Video Object Discovery and Co-segmentation with Extremely Weak Supervision
Venue
Proceedings of European Conference on Computer Vision (2014)
Publication Year
2014
Authors
Le Wang, Gang Hua, Rahul Sukthankar, Jianru Xue, Nanning Zheng
BibTeX
Abstract
Video object co-segmentation refers to the problem of simultaneously segmenting a
common category of objects from multiple videos. Most existing video
co-segmentation methods assume that all frames from all videos contain the target
objects. Unfortunately, this assumption is rarely true in practice, particularly
for large video sets, and existing methods perform poorly when the assumption is
violated. Hence, any practical video object co-segmentation algorithm needs to
identify the relevant frames containing the target object from all videos, and then
co-segment the object only from these relevant frames. We present a spatiotemporal
energy minimization formulation for simultaneous video object discovery and
co-segmentation across multiple videos.
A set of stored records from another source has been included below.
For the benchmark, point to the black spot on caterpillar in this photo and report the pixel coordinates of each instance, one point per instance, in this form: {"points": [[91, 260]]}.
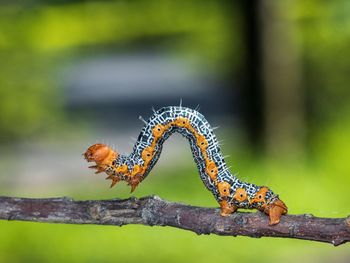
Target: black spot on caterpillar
{"points": [[228, 190]]}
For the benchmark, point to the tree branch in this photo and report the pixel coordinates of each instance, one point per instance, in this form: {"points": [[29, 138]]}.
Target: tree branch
{"points": [[154, 211]]}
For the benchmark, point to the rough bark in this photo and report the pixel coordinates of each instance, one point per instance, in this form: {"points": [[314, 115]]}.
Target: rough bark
{"points": [[154, 211]]}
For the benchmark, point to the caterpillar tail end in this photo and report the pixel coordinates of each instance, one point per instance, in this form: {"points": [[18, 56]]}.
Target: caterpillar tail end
{"points": [[275, 210]]}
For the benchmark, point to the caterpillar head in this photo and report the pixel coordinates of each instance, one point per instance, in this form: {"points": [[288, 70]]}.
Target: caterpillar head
{"points": [[101, 154]]}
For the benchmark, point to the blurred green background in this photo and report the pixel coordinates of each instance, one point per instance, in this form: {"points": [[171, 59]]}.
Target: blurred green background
{"points": [[272, 74]]}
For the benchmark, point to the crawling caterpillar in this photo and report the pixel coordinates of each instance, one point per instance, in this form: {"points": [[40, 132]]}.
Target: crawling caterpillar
{"points": [[228, 190]]}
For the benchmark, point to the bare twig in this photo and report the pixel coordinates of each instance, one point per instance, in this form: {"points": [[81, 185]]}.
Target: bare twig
{"points": [[154, 211]]}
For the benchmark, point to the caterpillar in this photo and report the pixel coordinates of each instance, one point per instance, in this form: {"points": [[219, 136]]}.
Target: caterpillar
{"points": [[230, 192]]}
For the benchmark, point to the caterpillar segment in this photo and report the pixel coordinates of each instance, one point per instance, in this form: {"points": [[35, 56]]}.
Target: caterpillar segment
{"points": [[230, 192]]}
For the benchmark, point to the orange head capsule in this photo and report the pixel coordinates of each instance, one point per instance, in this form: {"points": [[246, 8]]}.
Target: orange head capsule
{"points": [[100, 154]]}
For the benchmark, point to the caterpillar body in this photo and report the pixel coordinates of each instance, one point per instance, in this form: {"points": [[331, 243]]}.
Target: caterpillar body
{"points": [[230, 192]]}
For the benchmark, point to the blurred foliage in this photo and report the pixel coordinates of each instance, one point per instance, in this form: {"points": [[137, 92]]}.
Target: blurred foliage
{"points": [[324, 30], [36, 37]]}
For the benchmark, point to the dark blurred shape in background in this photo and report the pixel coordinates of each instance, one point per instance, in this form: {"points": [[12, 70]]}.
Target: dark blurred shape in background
{"points": [[274, 75]]}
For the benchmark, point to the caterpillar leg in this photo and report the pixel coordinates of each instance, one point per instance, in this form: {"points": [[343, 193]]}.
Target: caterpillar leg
{"points": [[275, 210], [227, 208]]}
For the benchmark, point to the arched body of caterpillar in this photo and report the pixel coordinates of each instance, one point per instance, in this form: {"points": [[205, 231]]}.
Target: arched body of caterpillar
{"points": [[228, 190]]}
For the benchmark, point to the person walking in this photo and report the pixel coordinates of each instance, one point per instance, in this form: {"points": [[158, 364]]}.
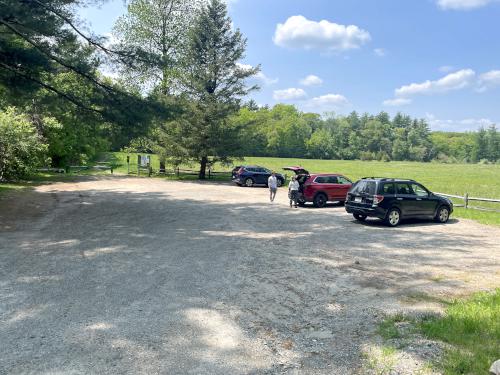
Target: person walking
{"points": [[272, 183], [293, 190]]}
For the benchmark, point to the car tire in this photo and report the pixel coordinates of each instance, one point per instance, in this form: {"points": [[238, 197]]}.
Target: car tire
{"points": [[320, 200], [359, 217], [442, 215], [393, 217]]}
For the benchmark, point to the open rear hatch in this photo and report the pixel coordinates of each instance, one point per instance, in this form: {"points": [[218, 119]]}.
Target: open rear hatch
{"points": [[297, 170]]}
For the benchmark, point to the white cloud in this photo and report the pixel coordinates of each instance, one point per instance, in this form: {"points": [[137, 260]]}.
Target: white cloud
{"points": [[289, 94], [299, 32], [457, 125], [453, 81], [488, 80], [311, 80], [396, 102], [446, 68], [462, 4], [260, 76], [327, 102]]}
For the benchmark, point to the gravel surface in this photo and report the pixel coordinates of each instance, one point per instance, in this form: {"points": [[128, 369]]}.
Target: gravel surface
{"points": [[122, 275]]}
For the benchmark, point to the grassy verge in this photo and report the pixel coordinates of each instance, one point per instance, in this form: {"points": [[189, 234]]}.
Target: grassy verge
{"points": [[37, 179], [470, 328]]}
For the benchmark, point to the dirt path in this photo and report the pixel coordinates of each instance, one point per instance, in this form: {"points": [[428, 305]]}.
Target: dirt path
{"points": [[122, 275]]}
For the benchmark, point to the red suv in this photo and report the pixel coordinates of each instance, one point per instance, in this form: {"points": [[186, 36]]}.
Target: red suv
{"points": [[320, 188]]}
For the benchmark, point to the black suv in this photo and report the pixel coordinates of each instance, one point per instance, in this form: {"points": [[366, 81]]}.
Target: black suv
{"points": [[393, 199], [250, 175]]}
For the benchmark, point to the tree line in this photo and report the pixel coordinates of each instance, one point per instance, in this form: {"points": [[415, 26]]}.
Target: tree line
{"points": [[284, 131], [177, 89]]}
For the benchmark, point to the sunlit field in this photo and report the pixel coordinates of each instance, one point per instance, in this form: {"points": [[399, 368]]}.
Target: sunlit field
{"points": [[479, 180]]}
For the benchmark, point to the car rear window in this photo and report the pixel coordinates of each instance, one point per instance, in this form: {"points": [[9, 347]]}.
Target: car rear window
{"points": [[388, 188], [365, 187]]}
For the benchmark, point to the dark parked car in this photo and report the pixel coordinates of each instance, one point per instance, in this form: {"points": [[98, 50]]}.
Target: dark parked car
{"points": [[320, 188], [250, 175], [393, 199]]}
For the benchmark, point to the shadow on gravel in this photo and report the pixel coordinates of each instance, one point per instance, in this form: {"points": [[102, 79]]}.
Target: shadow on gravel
{"points": [[120, 282]]}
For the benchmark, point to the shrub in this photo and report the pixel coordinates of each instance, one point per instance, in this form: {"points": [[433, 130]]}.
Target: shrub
{"points": [[22, 149]]}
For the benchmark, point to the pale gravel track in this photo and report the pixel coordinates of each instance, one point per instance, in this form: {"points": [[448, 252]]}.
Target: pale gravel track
{"points": [[117, 275]]}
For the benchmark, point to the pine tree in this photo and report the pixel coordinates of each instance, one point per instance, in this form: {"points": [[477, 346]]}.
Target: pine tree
{"points": [[213, 84]]}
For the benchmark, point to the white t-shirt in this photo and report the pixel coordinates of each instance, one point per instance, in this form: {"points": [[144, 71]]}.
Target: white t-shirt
{"points": [[495, 368], [293, 185], [272, 182]]}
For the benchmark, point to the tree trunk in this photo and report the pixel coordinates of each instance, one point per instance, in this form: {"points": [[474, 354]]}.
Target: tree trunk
{"points": [[203, 167]]}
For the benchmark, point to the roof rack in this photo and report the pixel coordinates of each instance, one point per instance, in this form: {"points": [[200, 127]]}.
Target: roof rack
{"points": [[388, 179]]}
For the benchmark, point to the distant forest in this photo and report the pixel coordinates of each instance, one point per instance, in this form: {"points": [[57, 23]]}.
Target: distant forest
{"points": [[284, 131]]}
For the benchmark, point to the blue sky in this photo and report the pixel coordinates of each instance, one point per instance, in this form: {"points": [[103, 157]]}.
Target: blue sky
{"points": [[434, 59]]}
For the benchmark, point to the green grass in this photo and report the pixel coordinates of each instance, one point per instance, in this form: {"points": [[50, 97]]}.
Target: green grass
{"points": [[472, 329], [37, 179], [387, 328], [479, 180]]}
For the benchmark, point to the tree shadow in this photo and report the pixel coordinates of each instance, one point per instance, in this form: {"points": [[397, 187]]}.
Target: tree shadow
{"points": [[158, 282]]}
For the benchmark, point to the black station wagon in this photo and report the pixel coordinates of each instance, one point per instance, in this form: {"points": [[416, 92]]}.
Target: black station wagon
{"points": [[393, 199]]}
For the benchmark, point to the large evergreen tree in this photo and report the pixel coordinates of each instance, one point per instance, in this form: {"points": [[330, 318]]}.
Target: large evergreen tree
{"points": [[160, 29], [213, 85]]}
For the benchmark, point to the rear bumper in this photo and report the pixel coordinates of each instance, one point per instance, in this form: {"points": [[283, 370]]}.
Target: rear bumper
{"points": [[366, 211]]}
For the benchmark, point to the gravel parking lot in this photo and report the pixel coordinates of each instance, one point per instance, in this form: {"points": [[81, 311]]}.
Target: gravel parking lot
{"points": [[122, 275]]}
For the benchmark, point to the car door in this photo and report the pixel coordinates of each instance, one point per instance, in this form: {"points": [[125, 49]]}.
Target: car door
{"points": [[425, 205], [260, 176], [321, 185], [406, 199], [341, 187], [330, 187], [263, 175]]}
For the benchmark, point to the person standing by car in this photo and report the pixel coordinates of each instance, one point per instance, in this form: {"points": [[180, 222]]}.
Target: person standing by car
{"points": [[293, 190], [272, 183]]}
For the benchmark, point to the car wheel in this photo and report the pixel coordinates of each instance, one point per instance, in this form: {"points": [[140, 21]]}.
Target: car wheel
{"points": [[320, 200], [393, 217], [442, 215], [359, 217]]}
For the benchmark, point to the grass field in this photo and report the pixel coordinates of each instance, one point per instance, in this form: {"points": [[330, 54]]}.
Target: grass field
{"points": [[479, 180], [470, 328]]}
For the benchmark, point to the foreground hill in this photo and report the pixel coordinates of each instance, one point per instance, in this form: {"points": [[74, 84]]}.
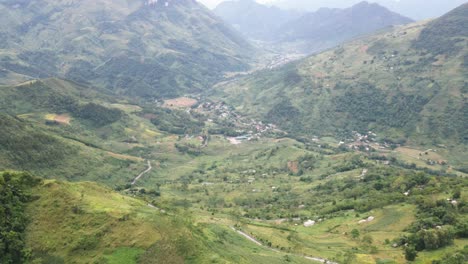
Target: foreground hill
{"points": [[255, 20], [62, 222], [409, 82], [138, 47], [333, 26]]}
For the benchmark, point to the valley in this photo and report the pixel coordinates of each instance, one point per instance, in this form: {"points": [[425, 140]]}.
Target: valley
{"points": [[153, 132]]}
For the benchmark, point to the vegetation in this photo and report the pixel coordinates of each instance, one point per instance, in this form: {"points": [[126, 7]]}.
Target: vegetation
{"points": [[14, 195], [383, 83]]}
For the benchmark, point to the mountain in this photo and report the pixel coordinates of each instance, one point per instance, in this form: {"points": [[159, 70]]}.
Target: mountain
{"points": [[415, 9], [51, 221], [138, 47], [255, 20], [337, 25], [307, 32], [409, 82]]}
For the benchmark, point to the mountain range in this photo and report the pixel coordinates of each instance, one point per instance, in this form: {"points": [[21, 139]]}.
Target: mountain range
{"points": [[370, 84], [310, 31], [116, 147], [168, 47]]}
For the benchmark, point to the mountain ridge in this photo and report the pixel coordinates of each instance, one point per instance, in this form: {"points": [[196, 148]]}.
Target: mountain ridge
{"points": [[167, 47]]}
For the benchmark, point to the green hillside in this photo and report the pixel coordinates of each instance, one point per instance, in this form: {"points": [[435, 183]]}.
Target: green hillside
{"points": [[406, 83], [167, 50], [93, 224]]}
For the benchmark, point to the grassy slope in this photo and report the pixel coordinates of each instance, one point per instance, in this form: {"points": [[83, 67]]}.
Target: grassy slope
{"points": [[181, 45], [214, 182], [94, 224]]}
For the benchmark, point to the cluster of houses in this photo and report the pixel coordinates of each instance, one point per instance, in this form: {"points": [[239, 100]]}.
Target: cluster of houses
{"points": [[251, 129]]}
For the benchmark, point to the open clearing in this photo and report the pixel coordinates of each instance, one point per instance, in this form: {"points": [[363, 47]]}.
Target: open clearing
{"points": [[181, 102], [125, 157]]}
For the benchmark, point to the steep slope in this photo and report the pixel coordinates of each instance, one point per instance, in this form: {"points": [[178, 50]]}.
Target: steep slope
{"points": [[337, 25], [415, 9], [55, 129], [137, 47], [255, 20], [48, 221], [384, 82]]}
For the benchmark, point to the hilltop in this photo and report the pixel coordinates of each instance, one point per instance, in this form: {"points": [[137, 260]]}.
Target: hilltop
{"points": [[306, 32], [168, 47]]}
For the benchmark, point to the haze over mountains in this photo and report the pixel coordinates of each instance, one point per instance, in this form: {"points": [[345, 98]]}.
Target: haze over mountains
{"points": [[177, 43], [415, 9], [151, 131], [308, 32]]}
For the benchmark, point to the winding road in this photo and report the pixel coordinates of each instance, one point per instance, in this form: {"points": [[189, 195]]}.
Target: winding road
{"points": [[252, 239], [143, 173]]}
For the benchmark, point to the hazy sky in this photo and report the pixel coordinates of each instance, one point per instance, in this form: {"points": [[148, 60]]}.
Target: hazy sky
{"points": [[416, 9]]}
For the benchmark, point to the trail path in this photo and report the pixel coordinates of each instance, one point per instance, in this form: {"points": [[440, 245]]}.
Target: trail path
{"points": [[252, 239], [143, 173]]}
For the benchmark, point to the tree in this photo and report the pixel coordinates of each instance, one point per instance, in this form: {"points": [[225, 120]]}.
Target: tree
{"points": [[410, 253]]}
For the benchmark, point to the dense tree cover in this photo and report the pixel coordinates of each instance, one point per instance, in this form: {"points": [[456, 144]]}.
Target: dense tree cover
{"points": [[176, 121], [459, 257], [438, 37], [14, 195], [28, 148], [40, 96]]}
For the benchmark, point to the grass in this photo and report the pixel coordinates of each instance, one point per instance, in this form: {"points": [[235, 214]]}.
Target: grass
{"points": [[124, 256]]}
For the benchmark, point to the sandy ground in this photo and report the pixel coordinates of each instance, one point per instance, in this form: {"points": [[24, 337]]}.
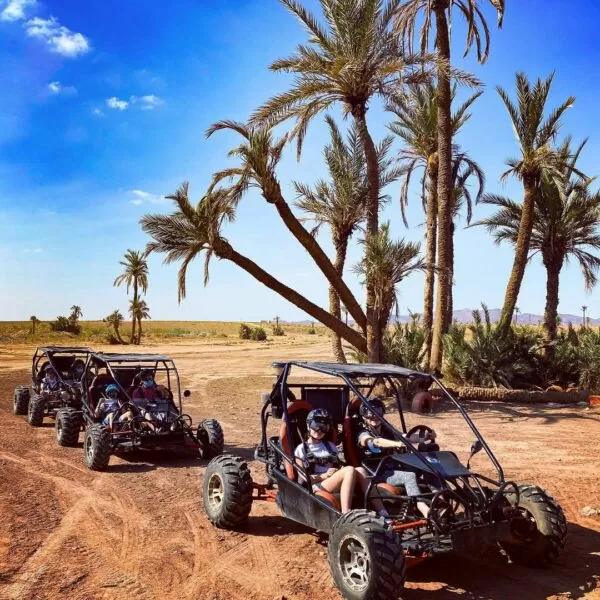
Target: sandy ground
{"points": [[138, 531]]}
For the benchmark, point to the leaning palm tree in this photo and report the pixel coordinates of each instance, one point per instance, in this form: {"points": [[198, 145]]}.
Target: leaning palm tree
{"points": [[260, 154], [426, 12], [135, 274], [535, 135], [352, 57], [192, 230], [340, 202], [565, 224], [114, 320], [139, 310], [388, 262], [34, 321], [416, 125]]}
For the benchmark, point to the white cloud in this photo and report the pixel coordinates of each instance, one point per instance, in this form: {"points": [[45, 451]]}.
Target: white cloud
{"points": [[117, 104], [58, 38], [15, 9], [56, 87]]}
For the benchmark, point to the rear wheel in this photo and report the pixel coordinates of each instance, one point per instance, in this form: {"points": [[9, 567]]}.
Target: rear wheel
{"points": [[227, 491], [21, 400], [35, 411], [67, 426], [542, 537], [210, 435], [96, 448], [366, 558]]}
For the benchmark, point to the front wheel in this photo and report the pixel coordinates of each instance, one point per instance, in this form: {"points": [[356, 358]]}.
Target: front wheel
{"points": [[96, 448], [21, 400], [35, 411], [366, 558], [539, 538], [227, 491], [210, 435]]}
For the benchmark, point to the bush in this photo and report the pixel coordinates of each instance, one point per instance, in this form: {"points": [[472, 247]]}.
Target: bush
{"points": [[245, 332], [259, 334]]}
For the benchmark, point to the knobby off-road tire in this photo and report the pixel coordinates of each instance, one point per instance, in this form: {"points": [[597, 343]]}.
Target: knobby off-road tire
{"points": [[96, 448], [35, 411], [365, 558], [21, 400], [227, 491], [67, 426], [545, 544], [210, 435]]}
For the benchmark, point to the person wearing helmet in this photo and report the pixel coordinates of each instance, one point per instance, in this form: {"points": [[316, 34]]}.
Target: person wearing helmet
{"points": [[108, 404], [319, 458], [373, 440], [50, 381]]}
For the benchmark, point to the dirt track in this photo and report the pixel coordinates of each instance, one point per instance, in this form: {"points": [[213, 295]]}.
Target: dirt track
{"points": [[138, 531]]}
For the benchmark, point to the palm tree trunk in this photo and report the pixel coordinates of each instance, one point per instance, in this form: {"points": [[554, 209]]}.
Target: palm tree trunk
{"points": [[521, 254], [372, 229], [132, 339], [450, 298], [341, 246], [431, 240], [444, 125], [273, 195], [225, 251], [553, 269]]}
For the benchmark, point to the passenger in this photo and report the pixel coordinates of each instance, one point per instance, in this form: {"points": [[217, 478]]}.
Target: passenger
{"points": [[108, 405], [320, 460], [50, 382], [373, 439]]}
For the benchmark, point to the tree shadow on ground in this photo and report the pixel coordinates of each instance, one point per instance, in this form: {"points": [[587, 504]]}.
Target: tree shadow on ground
{"points": [[489, 577]]}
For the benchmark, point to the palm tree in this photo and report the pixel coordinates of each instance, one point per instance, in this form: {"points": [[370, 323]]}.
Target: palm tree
{"points": [[340, 203], [388, 262], [350, 59], [189, 231], [34, 321], [139, 310], [566, 224], [535, 136], [426, 11], [260, 154], [114, 320], [135, 274], [416, 126]]}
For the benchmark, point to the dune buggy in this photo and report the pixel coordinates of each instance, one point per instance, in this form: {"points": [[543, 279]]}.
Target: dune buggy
{"points": [[368, 554], [40, 402], [160, 424]]}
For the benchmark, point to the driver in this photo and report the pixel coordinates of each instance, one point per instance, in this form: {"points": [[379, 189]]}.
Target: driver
{"points": [[373, 439]]}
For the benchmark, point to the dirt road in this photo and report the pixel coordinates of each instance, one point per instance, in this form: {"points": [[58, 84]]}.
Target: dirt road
{"points": [[138, 532]]}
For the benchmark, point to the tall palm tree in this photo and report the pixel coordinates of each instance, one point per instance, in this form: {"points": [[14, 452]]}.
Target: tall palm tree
{"points": [[416, 126], [34, 321], [114, 320], [260, 155], [350, 58], [388, 262], [189, 231], [535, 135], [426, 12], [139, 310], [135, 274], [340, 203], [565, 224]]}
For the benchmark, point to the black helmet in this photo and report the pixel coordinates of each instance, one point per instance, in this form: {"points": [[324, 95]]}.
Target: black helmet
{"points": [[372, 405], [319, 420]]}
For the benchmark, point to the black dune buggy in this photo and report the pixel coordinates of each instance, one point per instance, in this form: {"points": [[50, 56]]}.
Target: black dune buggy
{"points": [[39, 402], [161, 424], [368, 554]]}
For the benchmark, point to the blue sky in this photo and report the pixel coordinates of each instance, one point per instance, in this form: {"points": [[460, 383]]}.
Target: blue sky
{"points": [[103, 111]]}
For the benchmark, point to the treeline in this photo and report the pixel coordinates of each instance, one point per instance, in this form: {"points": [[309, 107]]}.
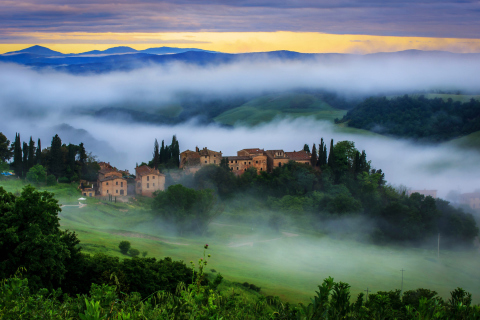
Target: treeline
{"points": [[416, 118], [342, 183], [45, 276], [65, 163]]}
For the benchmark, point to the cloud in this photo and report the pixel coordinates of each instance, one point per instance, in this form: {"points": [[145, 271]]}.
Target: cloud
{"points": [[397, 18]]}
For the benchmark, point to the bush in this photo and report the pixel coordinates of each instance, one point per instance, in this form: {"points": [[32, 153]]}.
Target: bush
{"points": [[63, 180], [51, 180], [124, 247], [133, 252]]}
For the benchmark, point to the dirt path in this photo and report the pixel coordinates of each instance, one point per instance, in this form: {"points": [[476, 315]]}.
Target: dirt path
{"points": [[144, 236], [286, 235]]}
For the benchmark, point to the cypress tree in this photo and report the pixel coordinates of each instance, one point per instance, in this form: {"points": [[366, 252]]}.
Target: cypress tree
{"points": [[156, 154], [56, 161], [38, 158], [17, 155], [31, 153], [313, 159], [25, 159], [163, 156], [331, 159]]}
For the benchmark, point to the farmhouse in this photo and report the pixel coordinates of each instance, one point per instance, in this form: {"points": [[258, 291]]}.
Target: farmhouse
{"points": [[111, 182], [148, 181]]}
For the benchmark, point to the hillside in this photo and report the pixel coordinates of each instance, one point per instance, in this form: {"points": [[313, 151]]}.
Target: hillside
{"points": [[278, 106]]}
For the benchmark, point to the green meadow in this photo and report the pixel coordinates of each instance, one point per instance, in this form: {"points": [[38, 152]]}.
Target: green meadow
{"points": [[278, 106], [289, 264]]}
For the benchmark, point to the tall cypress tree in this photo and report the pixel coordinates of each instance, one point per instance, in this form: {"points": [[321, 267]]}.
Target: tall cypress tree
{"points": [[56, 157], [156, 155], [39, 158], [17, 155], [31, 153], [313, 159], [331, 159], [163, 156], [25, 159]]}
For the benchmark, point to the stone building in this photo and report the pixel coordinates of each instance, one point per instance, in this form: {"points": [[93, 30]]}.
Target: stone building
{"points": [[199, 158], [247, 158], [111, 182], [425, 192], [471, 199], [148, 180]]}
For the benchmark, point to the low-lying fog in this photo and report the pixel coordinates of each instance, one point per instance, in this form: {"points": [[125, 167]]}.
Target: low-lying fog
{"points": [[36, 103]]}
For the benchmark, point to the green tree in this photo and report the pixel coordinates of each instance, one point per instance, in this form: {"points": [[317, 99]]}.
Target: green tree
{"points": [[124, 246], [37, 174], [17, 156], [31, 238], [56, 164], [5, 152]]}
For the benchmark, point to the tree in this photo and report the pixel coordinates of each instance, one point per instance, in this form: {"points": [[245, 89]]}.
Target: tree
{"points": [[5, 152], [124, 247], [313, 159], [38, 156], [156, 155], [31, 154], [31, 238], [56, 163], [17, 155], [37, 174], [306, 148]]}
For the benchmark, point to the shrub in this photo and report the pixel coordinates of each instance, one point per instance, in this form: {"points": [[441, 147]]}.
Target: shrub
{"points": [[63, 180], [134, 252], [51, 180], [124, 247]]}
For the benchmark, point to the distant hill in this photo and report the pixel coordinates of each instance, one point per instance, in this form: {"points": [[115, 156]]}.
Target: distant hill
{"points": [[37, 50]]}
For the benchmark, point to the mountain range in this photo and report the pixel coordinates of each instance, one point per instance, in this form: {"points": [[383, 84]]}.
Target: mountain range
{"points": [[126, 58]]}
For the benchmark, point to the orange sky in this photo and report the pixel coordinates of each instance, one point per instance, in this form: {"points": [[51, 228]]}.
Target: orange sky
{"points": [[237, 42]]}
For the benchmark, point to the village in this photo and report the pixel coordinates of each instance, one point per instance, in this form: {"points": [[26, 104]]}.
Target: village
{"points": [[112, 182]]}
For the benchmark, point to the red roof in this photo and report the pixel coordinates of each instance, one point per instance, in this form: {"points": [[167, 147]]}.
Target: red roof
{"points": [[144, 170], [298, 155]]}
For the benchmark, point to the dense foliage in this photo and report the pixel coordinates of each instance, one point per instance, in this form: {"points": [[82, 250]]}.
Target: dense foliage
{"points": [[64, 162], [341, 184], [416, 118]]}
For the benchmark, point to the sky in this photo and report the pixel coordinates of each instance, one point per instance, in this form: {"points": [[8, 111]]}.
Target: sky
{"points": [[345, 26]]}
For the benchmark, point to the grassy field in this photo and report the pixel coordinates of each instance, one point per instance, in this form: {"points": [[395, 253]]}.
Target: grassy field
{"points": [[289, 264], [269, 107]]}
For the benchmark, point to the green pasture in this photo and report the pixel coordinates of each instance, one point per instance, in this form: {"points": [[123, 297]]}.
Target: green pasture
{"points": [[278, 106], [289, 264]]}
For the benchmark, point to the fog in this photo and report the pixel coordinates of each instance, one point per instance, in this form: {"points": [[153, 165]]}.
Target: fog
{"points": [[36, 103]]}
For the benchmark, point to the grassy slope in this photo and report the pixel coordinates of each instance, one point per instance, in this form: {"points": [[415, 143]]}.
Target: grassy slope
{"points": [[290, 267], [269, 107]]}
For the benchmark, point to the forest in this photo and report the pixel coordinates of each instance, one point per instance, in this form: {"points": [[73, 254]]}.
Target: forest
{"points": [[419, 118]]}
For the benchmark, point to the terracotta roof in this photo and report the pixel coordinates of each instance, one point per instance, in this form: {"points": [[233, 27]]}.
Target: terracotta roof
{"points": [[111, 178], [471, 195], [238, 158], [298, 155], [144, 170]]}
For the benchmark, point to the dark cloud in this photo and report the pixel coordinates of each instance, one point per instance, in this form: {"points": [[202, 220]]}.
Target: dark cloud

Our formulation incorporates a
spatiotemporal auto-context model, which is combined with appearance modeling for
superpixel labeling. The superpixel-level labels are propagated to the frame level
through a multiple instance boosting algorithm with spatial reasoning
(Spatial-MILBoosting), based on which frames containing the video object are
identified. Our method only needs to be bootstrapped with the frame-level labels
for a few video frames (e.g., usually 1 to 3) to indicate if they contain the
target objects or not. Experiments on three datasets validate the efficacy of our
proposed method, which compares favorably with the state-of-the-art.